Na dużych festiwalach normą jest, że jednocześnie odbywa się kilka koncertów. Niestety, czasem może się zdarzyć, że hałas z jednej sceny dobiega do innej. Tak było w przypadku madryckiego festiwalu Mad Cool, co zmusiło zespół Massive Attack do odwołania swojego koncertu.
Massive Attack wyda płytę w formacie DNA
W tym samym czasie, co Massive Attack na innej scenie miał występować zespół Franz Ferdinand. Członkowie Massive Attack stwierdzili, że przeszkadzałoby to w ich występie. Organizatorzy próbowali znaleźć inną porę dla grupy, ta jednak zdecydowała się odwołać swój występ.
Alex Kapranos z zespołu Franz Ferdinand zareagował na tę wiadomość, umieszczając na Twitterze smutną emotikonę.

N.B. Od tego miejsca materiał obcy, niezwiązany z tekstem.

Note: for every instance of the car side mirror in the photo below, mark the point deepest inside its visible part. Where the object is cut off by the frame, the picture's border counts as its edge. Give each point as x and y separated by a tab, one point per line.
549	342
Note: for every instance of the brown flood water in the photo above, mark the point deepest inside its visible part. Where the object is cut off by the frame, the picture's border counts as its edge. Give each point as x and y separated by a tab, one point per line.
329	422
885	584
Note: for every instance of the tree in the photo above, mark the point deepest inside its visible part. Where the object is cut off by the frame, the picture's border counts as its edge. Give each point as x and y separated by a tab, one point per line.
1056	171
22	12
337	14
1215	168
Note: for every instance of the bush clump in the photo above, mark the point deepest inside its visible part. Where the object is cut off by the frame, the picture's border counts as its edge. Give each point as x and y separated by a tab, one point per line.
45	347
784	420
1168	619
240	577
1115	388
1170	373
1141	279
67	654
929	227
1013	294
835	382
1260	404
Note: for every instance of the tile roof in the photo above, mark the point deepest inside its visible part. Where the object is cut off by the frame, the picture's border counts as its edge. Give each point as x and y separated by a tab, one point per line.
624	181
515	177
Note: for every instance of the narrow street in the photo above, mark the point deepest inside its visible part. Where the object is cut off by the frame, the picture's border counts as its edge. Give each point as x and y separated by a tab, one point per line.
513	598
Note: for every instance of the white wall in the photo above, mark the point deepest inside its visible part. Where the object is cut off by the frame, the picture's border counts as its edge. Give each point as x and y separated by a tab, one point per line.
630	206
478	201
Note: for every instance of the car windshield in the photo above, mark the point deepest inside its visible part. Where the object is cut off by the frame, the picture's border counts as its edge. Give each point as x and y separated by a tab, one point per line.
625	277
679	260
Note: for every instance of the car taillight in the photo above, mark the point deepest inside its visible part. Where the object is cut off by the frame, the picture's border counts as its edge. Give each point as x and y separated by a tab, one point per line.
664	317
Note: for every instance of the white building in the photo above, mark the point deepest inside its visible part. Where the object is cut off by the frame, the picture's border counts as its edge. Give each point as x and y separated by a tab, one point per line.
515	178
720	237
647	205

— alex kapranos (@alkapranos) 14 lipca 2018
Franz Ferdinand powrócił w tym roku z nową płytą, zatytułowaną „Always Ascending”. W lutowym numerze „Teraz Rocka” możecie znaleźć obszerny wywiad z Alexem Kapranosem i Julianem Corrie, w którym muzycy wyjaśnili, jakie założenia stały za albumem „Always Ascending”. Alex Kapranos wyjawił:
Chcieliśmy, aby brzmiał nowocześnie – nie był powtórzeniem tego, co robiliśmy w przeszłości, a także nie przypominał niczego, co kiedykolwiek słyszeliśmy. Nasz poprzedni album zamykał dekadę tworzenia muzyki, a teraz wiele się zmieniło. Zmieniliśmy skład, nadszedł więc idealny moment, by spróbować czegoś nowego. Wprawdzie podeszliśmy do tego w ten sam sposób co do tej pory, użyliśmy tych samych instrumentów co zawsze, ale chcieliśmy, aby powstało coś, czego jeszcze nie robiliśmy. Bo choć już na pierwszej płycie Franz Ferdinand były syntezatory, gitary i sekcja rytmiczna, tym razem użyliśmy innych dźwięków. Częściowo wynikło to ze współpracy z Philippe Zdarem, który jako producent zachęca artystę do próbowania nowych rzeczy i nie boi się przyszłości.
Grupa w marcu odwiedziła warszawski klub Stodoła i zaprezentowała utwory z nowej płyty.